The Malahat Review
- Editor: Iain Higgins
- Categories: literary magazine
- Frequency: Quarterly
- Founded: 1967
- Company: University of Victoria
- Country: Canada
- Based in: Victoria, British Columbia
- Language: English
- Website: www.malahatreview.ca
- ISSN: 0025-1216

= The Malahat Review =

Canadian literary magazine

The Malahat Review is a Canadian quarterly literary magazine established in 1967. It features contemporary Canadian and international works of poetry, fiction, and creative non-fiction as well as reviews of recently published Canadian literature. Iain Higgins is the current editor.

The Malahat Review publishes new work by emerging and established writers of poetry, fiction, and creative non-fiction from Canada and abroad. The Malahat Review is based in Victoria, British Columbia, and circulates locally, regionally, and nationally throughout Canada and sixteen other countries. A paid subscription base exists that is 88 percent Canadian, with libraries representing 16 percent of paid subscriptions.

==History==
The Malahat Review was founded in 1967 at the University of Victoria by Robin Skelton and John Peter. The magazine was edited by Skelton from 1971 to 1983, and thereafter by Constance Rooke, Derk Wynand, Marlene Cookshaw, and John Barton (editor from 2004 to 2018). The magazine initially reflected Skelton's interest in European and international literature but has focused on Canadian fiction, poetry, and book reviews since 1983. Creative non-fiction was added as a genre in 2007.

==Awards==
Ninety-two Malahat Review authors have featured in the National Magazine Awards Foundation's roster of finalists, taking home nineteen gold and thirteen silver awards to date. Stories by Malahat Review writers have won the M&S Journey Prize eight times, with a total of thirty-nine stories anthologized. Marilyn Harris' début short story "Icarus Again," published in April 1967's issue #2, and Mary Swan's Malahat Review Novella Prize winner "The Deep" published in July 2000's issue #131, won the PEN/O. Henry Award. Katherine Magyarody's début short story and Malahat Review Open Season Fiction Award winner "Goldhawk," published in April 2016's issue #194, was one of the twelve winners of the 2017 PEN/Robert J. Dau Short Story Prize for Emerging Writers.

==Contests==
The Malahat Review holds a variety of contests each year:

Open Season Awards: November 1 deadline, three CAD$2,000 prizes (one for each genre). Submissions accepted for poetry, fiction, and creative nonfiction. Winners are published in the spring issue.

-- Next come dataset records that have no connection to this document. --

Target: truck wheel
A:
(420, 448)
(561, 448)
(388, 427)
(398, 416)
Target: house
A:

Novella Prize/Long Poem Prize: February 1 deadline. The Novella Prize (one CAD$2,000 prize) and Long Poem Prize (two CAD$1,250 prizes) alternate in even and odd years respectively. Regardless of genre, the winning entry or entries appear in the summer issue.

Far Horizons Award for Poetry/Far Horizons Award for Short Fiction: May 1 deadline, one CAD$1,250 prize. The Far Horizons Award for Poetry is given in even years, the Far Horizons Award for Short Fiction is given during odd years. These are short form contests only open to writers who have not yet published in book form for the genre in question. Winners are published in the fall issue.

Constance Rooke Creative Nonfiction Prize: August 1 deadline, one CAD$1,250 prize. This contest was established in 2007, with the winning entry appearing in the winter issue.

==Location==
The Malahat Reviews office is located at the University of Victoria, in the Clearihue building.